Landrigan: Keno remains popular idea in NH House, but enough to approve a casino?


CONCORD - Keno is essentially an electronic bingo game, wildly popular in our neighboring state to the south, and some lawmakers remain determined to legalize it here.

"This is in essence a user fee as opposed to a tax,’’ said State Rep. Lynne Ober, R-Hudson.

The top supporter says her bill to legalize Keno only happens in towns that vote for it, it would let bars and restaurants keep 8 percent of the gross, and the state needs the $8 million in revenue.

The state lottery chief says it’s a logical way to keep his players gambling with the state.

"Commerce changes right? You have to sort of keep players attention as you would any customer attention," said Charles McIntyre, executive director of the lottery.

"So this is one way you would make changes to our current offerings."

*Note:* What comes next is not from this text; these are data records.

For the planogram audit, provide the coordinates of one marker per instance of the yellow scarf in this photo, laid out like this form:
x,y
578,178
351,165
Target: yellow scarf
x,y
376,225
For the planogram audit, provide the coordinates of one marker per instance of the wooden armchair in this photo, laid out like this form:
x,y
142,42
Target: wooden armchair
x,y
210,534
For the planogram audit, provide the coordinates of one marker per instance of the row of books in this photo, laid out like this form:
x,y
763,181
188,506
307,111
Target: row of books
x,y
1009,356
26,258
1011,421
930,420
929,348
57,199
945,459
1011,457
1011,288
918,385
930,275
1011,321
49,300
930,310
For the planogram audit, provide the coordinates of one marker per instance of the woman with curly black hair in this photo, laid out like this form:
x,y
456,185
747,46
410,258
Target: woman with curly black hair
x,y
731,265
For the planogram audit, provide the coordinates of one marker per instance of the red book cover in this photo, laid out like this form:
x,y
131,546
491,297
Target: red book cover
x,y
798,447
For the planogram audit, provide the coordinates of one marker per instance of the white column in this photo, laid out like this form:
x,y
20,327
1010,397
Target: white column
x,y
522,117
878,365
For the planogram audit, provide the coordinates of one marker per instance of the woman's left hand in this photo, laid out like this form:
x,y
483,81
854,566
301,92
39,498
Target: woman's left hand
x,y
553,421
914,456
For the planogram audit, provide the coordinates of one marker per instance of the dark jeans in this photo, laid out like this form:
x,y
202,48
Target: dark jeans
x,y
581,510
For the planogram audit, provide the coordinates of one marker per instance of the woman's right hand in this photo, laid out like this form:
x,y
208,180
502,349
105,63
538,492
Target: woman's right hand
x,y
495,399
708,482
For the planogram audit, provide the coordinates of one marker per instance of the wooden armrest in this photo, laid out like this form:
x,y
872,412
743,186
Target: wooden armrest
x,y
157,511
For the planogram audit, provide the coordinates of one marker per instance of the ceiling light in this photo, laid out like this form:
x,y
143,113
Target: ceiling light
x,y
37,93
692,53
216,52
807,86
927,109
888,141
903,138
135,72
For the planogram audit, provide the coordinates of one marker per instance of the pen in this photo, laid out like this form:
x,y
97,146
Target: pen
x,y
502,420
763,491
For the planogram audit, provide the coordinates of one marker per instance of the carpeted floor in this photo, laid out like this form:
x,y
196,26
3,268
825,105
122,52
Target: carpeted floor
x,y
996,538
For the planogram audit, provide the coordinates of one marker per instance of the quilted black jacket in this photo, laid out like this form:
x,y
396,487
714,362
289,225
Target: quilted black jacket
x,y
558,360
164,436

But Senate leaders want a casino and say this form of new gambling doesn’t do enough.

"The basic negative is it doesn’t do what you really want it to do,’’ said Sen. Lou D’Allesandro, D-Manchester and the political godfather of casino advocates in the New Hampshire Legislature. "We have a lottery; the lottery does well, this will impinge on the lottery, and it doesn’t really provide economic opportunity, it doesn’t provide jobs and it doesn’t provide the revenue base.’’

A leading opponent says keno has taken over the Massachusetts lottery.

"Keno now accounts for nearly three quarters of lottery revenue,’’ says Rep. Mary Cooney, D-Plymouth. "New Hampshire should not depend on revenue which is too often taken from those who can least afford to lose it.’’

Senators say they’re willing to deal if it means getting a casino.

"You talk about things; you either add or subtract based on what’s desirable to get the bill passed," D’Allesandro said.